This repository provides the supporting code for my presentation entitled Beyond the Basics with Azure ML.
This data comes from the Chicago Parking Ticket database, courtesy of Daniel Hutmacher. I sampled 1,000,000 records from it and the file I used is available in CSV format.
Import this into Azure ML using the Dataset name ChicagoParkingTicketsFolder. Be sure to upload this as a uri_folder instead of an MLtable or uri_file!
Import the notebook in the Notebook folder into Azure Machine Learning. You will need to create a compute instance to run this.
In order to run the ML pipeline notebooks and jobs locally, you will need to have the following installed on your machine:
- Python (preferably the Anaconda distribution), with
pipinstalled:conda install -c anaconda pip - The Azure CLI
- The Azure ML Azure CLI extension:
az extension add -n ml - Pip packages:
pip install azure-ai-ml,pip install azure-identity - Visual Studio Code
- The Azure ML Visual Studio Code extension
Before you run the code, make sure your console has you logged into Azure via CLI:
az loginThen, create a folder called .azureml and a file named config.json.
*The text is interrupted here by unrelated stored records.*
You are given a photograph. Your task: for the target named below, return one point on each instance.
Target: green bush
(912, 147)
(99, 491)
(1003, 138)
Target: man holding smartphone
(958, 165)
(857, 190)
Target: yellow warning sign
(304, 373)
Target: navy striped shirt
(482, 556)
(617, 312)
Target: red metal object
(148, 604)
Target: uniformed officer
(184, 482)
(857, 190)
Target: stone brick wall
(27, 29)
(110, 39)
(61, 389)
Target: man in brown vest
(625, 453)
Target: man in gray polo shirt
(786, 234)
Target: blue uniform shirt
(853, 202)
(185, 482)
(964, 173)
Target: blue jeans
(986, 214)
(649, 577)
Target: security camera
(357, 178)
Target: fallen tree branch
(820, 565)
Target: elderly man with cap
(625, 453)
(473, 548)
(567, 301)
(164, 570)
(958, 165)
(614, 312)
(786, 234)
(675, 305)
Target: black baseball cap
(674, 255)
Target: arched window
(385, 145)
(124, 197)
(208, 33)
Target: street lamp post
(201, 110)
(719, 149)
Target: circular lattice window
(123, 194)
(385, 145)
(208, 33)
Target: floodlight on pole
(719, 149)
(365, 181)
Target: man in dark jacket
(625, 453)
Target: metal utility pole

The file should look like the following structure:
{
"subscription_id": "YOUR SUBSCRIPTION ID",
"resource_group": "YOUR RESOURCE GROUP",
"workspace_name": "YOUR WORKSPACE NAME"
}Note that you must be logged into az cli with an account which has access to the subscription, resource group, and workspace.
From there, run the training code:
python deploy-train.pyYou can see the job in action by going to Azure ML Studio and viewing the "Chicago_Parking_Tickets_Code-First" experiment. There will be a new "train_pipeline" job.
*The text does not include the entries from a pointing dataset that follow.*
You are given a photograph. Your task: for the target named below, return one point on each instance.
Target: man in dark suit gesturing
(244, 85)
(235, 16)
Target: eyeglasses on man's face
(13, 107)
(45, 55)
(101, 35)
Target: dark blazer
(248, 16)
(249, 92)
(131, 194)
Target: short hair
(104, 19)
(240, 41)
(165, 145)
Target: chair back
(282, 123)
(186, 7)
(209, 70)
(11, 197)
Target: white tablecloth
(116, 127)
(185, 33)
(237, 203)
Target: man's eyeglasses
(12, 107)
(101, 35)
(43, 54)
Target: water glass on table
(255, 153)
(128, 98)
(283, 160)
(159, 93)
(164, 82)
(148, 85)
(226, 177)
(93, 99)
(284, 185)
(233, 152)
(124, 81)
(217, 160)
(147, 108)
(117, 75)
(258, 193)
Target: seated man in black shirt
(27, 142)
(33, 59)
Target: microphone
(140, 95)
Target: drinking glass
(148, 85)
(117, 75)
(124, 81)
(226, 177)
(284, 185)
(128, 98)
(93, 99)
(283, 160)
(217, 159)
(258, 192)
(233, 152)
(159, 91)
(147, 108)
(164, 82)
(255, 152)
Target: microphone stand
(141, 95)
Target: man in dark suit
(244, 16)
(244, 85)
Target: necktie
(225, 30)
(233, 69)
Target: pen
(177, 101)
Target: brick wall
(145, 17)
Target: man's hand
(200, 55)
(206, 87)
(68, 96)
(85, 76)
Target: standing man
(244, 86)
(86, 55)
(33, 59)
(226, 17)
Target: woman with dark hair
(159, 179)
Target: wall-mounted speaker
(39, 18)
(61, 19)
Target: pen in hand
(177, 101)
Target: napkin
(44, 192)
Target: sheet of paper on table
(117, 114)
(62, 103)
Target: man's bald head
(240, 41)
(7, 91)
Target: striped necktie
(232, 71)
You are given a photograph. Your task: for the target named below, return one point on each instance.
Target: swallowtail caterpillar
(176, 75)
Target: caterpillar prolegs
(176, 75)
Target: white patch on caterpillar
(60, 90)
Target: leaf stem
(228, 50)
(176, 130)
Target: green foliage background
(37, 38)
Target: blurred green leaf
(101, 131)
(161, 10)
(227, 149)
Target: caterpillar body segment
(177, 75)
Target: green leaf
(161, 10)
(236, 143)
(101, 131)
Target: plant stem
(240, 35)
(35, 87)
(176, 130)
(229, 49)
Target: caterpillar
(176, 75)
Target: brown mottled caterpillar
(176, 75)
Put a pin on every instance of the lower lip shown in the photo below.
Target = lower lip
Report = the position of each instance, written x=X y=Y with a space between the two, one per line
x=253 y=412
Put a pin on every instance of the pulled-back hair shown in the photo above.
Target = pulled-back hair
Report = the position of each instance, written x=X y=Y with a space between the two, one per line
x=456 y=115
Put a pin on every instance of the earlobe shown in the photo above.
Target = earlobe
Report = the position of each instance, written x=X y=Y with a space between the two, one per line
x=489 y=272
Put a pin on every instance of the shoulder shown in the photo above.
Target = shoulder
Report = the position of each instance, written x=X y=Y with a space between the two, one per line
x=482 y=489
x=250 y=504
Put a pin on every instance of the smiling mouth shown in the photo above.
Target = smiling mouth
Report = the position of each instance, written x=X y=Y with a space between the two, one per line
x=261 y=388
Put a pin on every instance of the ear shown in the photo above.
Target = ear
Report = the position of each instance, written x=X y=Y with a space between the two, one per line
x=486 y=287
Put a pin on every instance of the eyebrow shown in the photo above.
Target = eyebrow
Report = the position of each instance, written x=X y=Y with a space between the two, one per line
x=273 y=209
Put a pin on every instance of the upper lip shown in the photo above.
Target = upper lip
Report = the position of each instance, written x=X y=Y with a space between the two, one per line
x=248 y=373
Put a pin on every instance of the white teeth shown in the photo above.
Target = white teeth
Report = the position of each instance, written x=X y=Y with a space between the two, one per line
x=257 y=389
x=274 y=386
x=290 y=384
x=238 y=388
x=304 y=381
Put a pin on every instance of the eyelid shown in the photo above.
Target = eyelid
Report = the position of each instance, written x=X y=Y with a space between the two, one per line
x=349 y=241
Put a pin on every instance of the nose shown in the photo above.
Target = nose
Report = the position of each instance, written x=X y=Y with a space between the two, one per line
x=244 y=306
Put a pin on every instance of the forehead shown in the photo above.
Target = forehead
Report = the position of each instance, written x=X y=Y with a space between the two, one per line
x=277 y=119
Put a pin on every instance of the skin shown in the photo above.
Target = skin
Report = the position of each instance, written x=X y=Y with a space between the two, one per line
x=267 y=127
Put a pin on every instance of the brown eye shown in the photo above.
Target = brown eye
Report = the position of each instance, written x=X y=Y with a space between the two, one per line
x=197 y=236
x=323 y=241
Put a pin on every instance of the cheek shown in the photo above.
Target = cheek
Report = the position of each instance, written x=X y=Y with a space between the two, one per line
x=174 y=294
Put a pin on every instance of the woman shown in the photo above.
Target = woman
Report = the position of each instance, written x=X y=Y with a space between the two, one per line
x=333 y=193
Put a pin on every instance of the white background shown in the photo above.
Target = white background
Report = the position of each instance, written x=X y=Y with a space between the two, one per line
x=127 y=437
For scoring, run the following code:
python deploy-score.pyThis will create a batch endpoint and deployment, upload data to a Datastore in Azure ML, create a job to generate predictions, and downloads the resulting predictions to a local file called predictions.csv.
IMPORTANT NOTE -- You must explicitly grant rights to the account running deploy-score.py against the Azure ML workspace. I granted Owner because I was running this personally, but it must be explicitly granted and not just have ownership as a side effect of subscription-level or resource group-level rights.
If you do not do this, you will likely get a strange BY_POLICY error message when running this script.